Till Death Do Us Part? - Review - book review
Commonweal, May 18, 2001 by Barbara Dafoe Whitehead
Public Vows A History of Marriage and the Nation Nancy Cott Harvard University Press, $27.95, 288 pp.
Ask Americans today to define marriage, and they are likely to describe it as a private intimate relationship between two soulmates. To be sure, most people also know that couples have to go to city hall for a license, make promises before a representative of the state, and sign a "piece of paper," but few can explain why we go through these public gestures.
This book tells us why. According to historian Nancy Cott, marriage is, and has been, inextricably bound to and shaped by the state. The state sets the rules for entering and exiting marriage, decides who can and cannot marry legally, defines the privileges and obligations of marriage, and interprets marriage law. "The laws of marriage," she writes, "must play a large part in forming 'the people.'" Thus, as Cott sees it, if Americans want to understand who we are as a people, we have to understand who we are as a marrying people.

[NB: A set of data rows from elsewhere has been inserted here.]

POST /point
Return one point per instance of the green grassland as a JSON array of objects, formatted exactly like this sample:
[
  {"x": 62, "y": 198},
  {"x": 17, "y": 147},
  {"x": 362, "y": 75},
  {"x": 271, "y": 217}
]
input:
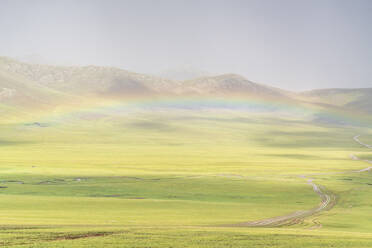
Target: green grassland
[{"x": 174, "y": 179}]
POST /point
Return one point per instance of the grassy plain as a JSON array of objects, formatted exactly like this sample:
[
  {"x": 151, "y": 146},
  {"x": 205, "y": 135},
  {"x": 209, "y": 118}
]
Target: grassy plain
[{"x": 173, "y": 179}]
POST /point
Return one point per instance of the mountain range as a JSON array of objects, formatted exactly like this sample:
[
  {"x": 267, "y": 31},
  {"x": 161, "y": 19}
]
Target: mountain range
[{"x": 27, "y": 85}]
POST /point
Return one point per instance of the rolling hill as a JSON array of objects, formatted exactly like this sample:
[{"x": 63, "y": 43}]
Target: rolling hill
[{"x": 32, "y": 84}]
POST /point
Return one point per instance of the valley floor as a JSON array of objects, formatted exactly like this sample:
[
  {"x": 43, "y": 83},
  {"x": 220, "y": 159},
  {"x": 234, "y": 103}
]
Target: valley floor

Cott traces the state's persistent and largely successful efforts to establish a monolithic marriage regime based on western Christian marriage tradition and English common law. In many respects, she notes, this marriage regime mirrored the political regime. Both emphasized the contractual basis of a union, mutual consent, and the right to sever the union when bonds of affection grow cold. However, over time, the state exploited the close correspondence between marriage and politics to strengthen the power and authority of men over women and to impose a single model of marriage upon "nonconforming" minorities. Cott tells a story of the rise and fall of this monolithic model of Christian marriage. In Cott's view of marriage, the early national period was a Jeffersonian golden age. The population was small, governmental presence weak, and the public oversight of marriage was principally a concern of the local community. Friends, family, and neighbors supported the institution of lifelong monogamous marriage but also took a permissive view of common-law marriages, separation, self-divorce, and unions between whites and Indians. With access to local knowledge about individual circumstances, the community could afford to be generous to nonconforming members without compromising its basic belief in marriage. The period after the Civil War, however, ushered in a darker age. As new immigrants, utopian communitarians, and religious sects challenged the reigning model of marriage with such practices as polygamy, free love, and arranged marriages, the state responded with what Cott describes as a legally aggressive and "morally belligerent" effort to mobilize the resources of the state on behalf of a threatened standard. It outlawed polygamy, banned interracial marriage, criminalized the mailing of contraceptive information, and required legal marriage for Native Americans.
Similarly, the state imposed a model of male-headed marriage and nuclear family life on emancipated slaves. During Reconstruction, according to Cott, the marital orthodoxy and morality of ex-slaves became a near obsession with the Freedmen's Bureau, as it tried to link male headship in marriage with the new rights of citizenship for African American men. With the twentieth century, and the political emancipation of women, this link weakened, but a new one was forged. In Cott's words, "marital unity was rewritten economically in the provider/dependent model, a pairing in which the husband carried more weight."
But in the twentieth century, and particularly after the mid-1960s, the establishment model of marriage began to fall apart. With the creation of a new legal framework permitting easy divorce, marriage-like benefits for cohabiting couples, and the provisions for paternity identification, child custody, and support outside of marriage, the state engaged in the dismantling of the single standard of traditional marriage. One consequence was the increasing identification of marriage with a narrow contractualism. Americans began to see marriage as a private consensual arrangement, designed to fulfill the emotional and sexual needs of two consenting adults, and as nobody's business but the two people involved.
Up to the last chapter of her book, Cott's story is coherent and consistent, mainly because it follows a very familiar narrative line. To oversimplify only a bit, her marriage story pits a conforming male Christian majority against nonconforming "marginalized" groups, including Native Americans, women, slaves, new immigrants, and free thinkers. With the disestablishment of marriage, the nonconforming minorities win out. (Oddly, there is barely a mention of children in the entire book, perhaps because this event could not be considered a victory for dependent children.) But at this point, Cott's logic gets muddled. She stops to wonder: Given the successful disestablishment of marriage, the much wider array of marriage-like alternatives, and the greater public tolerance for private choices in private life, why do people still want to enter into legal, lifelong monogamous marriages? More simply, if people entered into this institution simply because the state imposed it on them, and now the state no longer does so, why do a lot of people still prefer it? Why, especially, do gay people petition the state for the right to enter into this bedraggled institution?